Executives at one nonprofit organ procurement organization charter a plane to travel fewer than 150 miles for a training session on leadership.
Another nonprofit pays out thousands of dollars a year for a Rose Bowl parade float, though auditors determine it's not a proper expense.
Yet another nonprofit honors its CEO with a $19,000 retirement party.
Each time, the organ procurement organizations bill part of the cost to taxpayers through Medicare.
If not for that, the public might never know how groups that make millions from recovering organs and tissues for transplantation sometimes operate behind the scenes. Federal law prohibits donors and their surviving families from receiving a penny.
Clearly, Medicare money cannot go for Rose Bowl tickets, lavish parties or golf tournaments, said Lloyd Jordan Jr., CEO of Carolina Donor Services in Greenville, N.C.
“For a cost to be allowable, it should be reasonable,” said Jordan, a certified public accountant and former Medicare auditor. “The provider should ... make sure that the cost doesn't exceed what a prudent and cost-conscious buyer would do.”
The Tribune-Review found multiple incidents of improper and undocumented spending by some of the nation's 58 organ procurement organizations. The newspaper reviewed 2011 federal tax filings and audits by the Department of Health and Human Services' Office of Inspector General since 2010.
“It's every taxpayers' dollar,” said Kent Holloway, president-elect of the Association of Organ Procurement Organizations, a national trade group. “The litmus test is to sort of look back in and say, ‘Would this feel right to me if I were looking in from the outside?' ”
The Trib found:
• The California Transplant Donor Network in Oakland, Calif., spent more than $167,000 that was improper or poorly documented as taxpayers' expenses, according to federal auditors. In 2007, the nonprofit threw a retirement party with 300 guests for former CEO Phyllis Weber. The organization billed $9,600, or about half of the cost, to taxpayers.
Weber's successor, CEO Cindy Siljestrom, said that seemed reasonable “based on the length of service and the role this executive played in founding this organization.”
Separately, the group spent $12,000 on banquet charges for a staff meeting in a Berkeley, Calif., hotel and $10,500 to sponsor a minor league baseball team. It paid $5,000 to sponsor a jazz show gala with gourmet food and exotic drinks.
Taxpayers shouldn't have paid for alcohol, Siljestrom said, and her group could have better documented expenses. But she defended spending on community outreach.
• When five board members of Life Connection of Ohio needed to get from their headquarters in suburban Toledo to Dayton, 146 miles away, the group paid $3,900 for a private plane and billed $2,100 to taxpayers.
The officials made the trip to meet with a lawyer about board responsibilities and training, spokeswoman Kara Steele told the Trib.

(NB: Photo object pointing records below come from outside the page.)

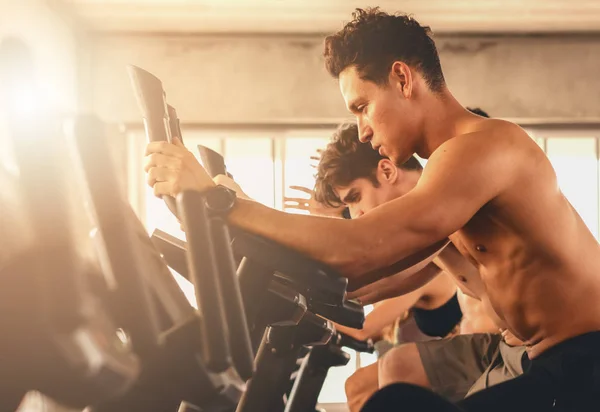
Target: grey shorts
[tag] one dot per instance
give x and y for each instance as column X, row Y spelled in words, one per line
column 459, row 366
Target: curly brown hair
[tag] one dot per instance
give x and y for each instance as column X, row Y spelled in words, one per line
column 346, row 159
column 374, row 40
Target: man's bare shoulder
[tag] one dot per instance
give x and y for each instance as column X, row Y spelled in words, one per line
column 488, row 140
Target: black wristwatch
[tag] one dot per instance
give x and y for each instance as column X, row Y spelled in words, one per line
column 219, row 200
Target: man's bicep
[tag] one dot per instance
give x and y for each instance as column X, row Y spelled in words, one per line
column 458, row 181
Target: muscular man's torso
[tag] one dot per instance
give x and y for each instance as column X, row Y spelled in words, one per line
column 538, row 265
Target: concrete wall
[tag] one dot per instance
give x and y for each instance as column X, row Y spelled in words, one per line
column 235, row 79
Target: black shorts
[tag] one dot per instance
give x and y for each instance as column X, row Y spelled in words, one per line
column 564, row 378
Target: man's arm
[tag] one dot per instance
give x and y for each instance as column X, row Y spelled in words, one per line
column 382, row 315
column 460, row 177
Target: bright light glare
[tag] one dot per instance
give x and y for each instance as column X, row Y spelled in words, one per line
column 26, row 102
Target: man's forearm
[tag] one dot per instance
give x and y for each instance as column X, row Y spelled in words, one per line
column 331, row 241
column 349, row 246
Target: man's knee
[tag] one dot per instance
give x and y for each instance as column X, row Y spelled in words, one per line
column 363, row 380
column 403, row 364
column 360, row 386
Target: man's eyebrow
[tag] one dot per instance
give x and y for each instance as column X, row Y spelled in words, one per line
column 353, row 105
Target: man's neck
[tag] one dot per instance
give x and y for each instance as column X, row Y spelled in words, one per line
column 445, row 118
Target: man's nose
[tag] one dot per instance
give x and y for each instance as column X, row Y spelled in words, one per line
column 365, row 133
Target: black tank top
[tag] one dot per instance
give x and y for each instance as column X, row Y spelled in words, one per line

Having offices and board members in both cities makes “logistics for meetings challenging,” she said.
Life Connection employed family members of its executives, 2011 tax records show. The daughter of CEO Michael Phillips made $91,654, and the daughter-in-law of paid board Chairman Kenneth Kropp received $47,000 — slightly less than he did.

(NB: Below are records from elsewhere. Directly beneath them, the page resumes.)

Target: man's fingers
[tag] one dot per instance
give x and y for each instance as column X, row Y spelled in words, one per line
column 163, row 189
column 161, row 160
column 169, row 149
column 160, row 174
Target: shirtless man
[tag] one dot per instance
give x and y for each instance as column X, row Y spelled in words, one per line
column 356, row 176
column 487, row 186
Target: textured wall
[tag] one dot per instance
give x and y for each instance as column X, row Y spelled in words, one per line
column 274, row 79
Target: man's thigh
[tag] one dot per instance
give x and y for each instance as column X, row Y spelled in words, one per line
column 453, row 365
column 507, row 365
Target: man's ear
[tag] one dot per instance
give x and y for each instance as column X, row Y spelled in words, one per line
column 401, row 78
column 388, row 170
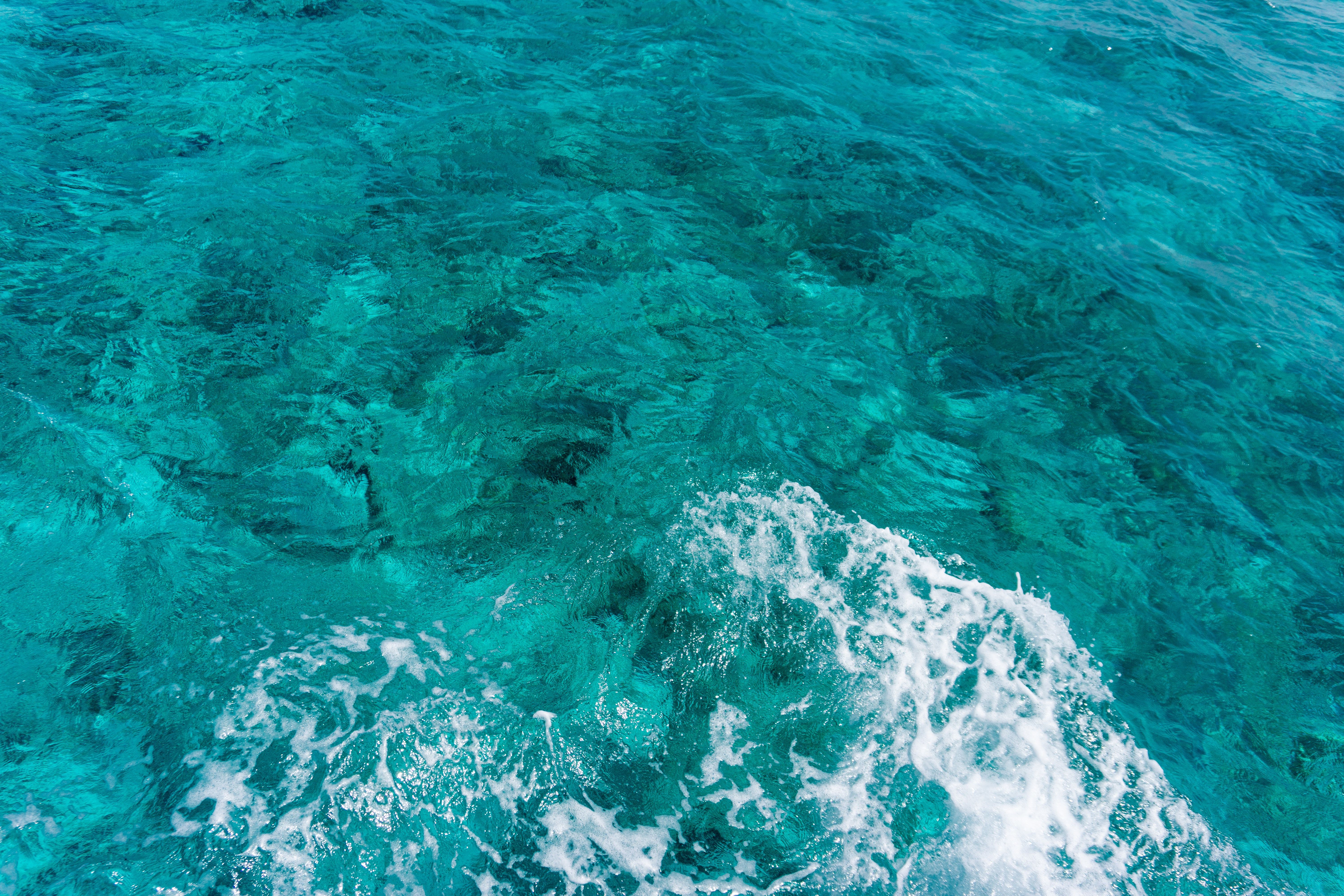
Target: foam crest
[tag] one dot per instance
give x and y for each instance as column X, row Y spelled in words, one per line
column 940, row 735
column 983, row 692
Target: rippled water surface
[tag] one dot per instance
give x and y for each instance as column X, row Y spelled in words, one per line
column 614, row 449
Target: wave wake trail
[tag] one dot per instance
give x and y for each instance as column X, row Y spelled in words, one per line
column 798, row 703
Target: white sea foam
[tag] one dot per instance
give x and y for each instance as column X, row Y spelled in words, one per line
column 978, row 752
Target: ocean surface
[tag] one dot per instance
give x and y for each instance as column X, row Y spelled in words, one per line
column 604, row 448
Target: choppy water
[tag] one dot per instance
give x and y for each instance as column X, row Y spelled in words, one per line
column 607, row 448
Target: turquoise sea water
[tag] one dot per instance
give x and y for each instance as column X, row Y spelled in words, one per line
column 607, row 448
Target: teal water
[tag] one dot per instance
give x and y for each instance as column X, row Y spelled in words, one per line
column 607, row 448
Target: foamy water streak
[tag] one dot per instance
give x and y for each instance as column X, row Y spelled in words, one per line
column 978, row 750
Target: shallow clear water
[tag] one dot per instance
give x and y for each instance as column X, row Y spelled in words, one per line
column 603, row 448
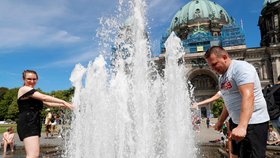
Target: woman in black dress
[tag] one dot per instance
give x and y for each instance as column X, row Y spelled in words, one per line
column 30, row 104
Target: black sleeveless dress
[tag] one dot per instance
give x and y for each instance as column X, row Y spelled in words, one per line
column 29, row 120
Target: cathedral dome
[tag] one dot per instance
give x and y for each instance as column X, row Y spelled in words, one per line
column 196, row 10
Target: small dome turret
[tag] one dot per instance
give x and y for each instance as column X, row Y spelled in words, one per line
column 199, row 9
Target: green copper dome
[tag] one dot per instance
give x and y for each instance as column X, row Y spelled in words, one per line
column 199, row 9
column 268, row 1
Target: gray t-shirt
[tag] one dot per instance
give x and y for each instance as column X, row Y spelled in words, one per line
column 240, row 73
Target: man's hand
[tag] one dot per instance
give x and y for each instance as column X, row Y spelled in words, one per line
column 238, row 133
column 195, row 106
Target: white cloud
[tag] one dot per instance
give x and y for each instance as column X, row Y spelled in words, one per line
column 74, row 59
column 64, row 37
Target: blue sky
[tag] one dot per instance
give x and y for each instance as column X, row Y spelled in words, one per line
column 52, row 36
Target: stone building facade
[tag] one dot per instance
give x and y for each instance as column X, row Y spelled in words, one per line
column 201, row 24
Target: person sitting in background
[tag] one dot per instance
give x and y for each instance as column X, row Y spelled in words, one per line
column 8, row 139
column 273, row 137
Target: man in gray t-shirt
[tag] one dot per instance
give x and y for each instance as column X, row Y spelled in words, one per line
column 241, row 90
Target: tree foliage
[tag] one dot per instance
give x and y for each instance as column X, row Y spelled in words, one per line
column 217, row 107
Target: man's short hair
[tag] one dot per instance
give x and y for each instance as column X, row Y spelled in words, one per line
column 217, row 50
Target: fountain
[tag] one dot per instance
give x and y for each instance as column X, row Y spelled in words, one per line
column 128, row 109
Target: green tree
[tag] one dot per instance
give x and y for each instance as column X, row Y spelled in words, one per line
column 3, row 90
column 217, row 107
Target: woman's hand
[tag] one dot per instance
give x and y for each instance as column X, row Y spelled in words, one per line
column 68, row 105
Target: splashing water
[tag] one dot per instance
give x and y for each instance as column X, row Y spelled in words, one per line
column 130, row 110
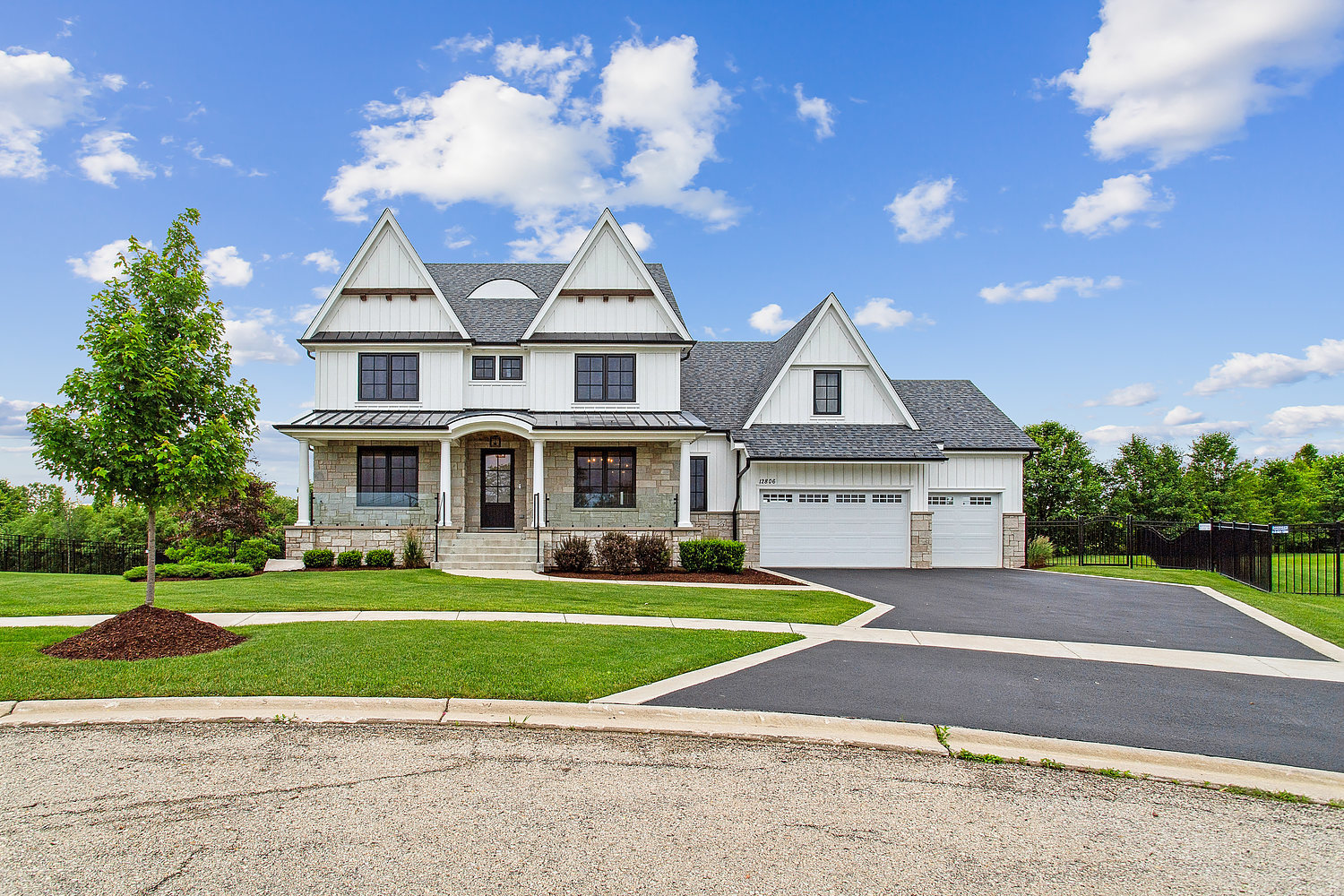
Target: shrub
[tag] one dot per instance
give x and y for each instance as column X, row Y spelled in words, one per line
column 573, row 555
column 1040, row 552
column 413, row 549
column 195, row 570
column 652, row 554
column 712, row 555
column 616, row 552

Life Connection does not allow nepotism, Steele said. One relative cannot directly supervise another, and anyone hired must be the best candidate for the position, she said. Phillips' daughter no longer works for the nonprofit.
• OneLegacy, the organ procurer in Los Angeles, spent more than $500,000 on unallowable or poorly documented items, a federal audit found.
Even after the inspector general faulted the nonprofit for spending money on Rose Bowl festivities, the group continued to submit a portion of its $75,000 per year float-sponsorship expenses to Medicare, CEO Thomas Mone said.
OneLegacy in 2006 spent $327,000 on the bowl game and parade, including float design and framework, football tickets, hotel rooms, limousines and flowers. Of that, $150,000 was improper, auditors said in a 2010 report, leading to a Medicare overpayment of $85,000.
Mone said the Rose Parade float generates TV, radio and newspaper stories worth more than $500,000, resulting in increased donations and donor registration rates.
After the audit, OneLegacy established a foundation so it could use private donations to pay for most of the float-related costs. Other procurers contribute to the float costs but use private money.
The Center for Organ Recovery & Education, the O'Hara-based organ procurer for Western Pennsylvania, most of West Virginia and a part of New York, paid about $5,000 to include an organ donor's face on the Rose Bowl float — but it used donations, CEO Susan Stuart said.
“We stand by our belief that the (float) is a highly effective donation education program and that it is an allowable cost,” Mone said.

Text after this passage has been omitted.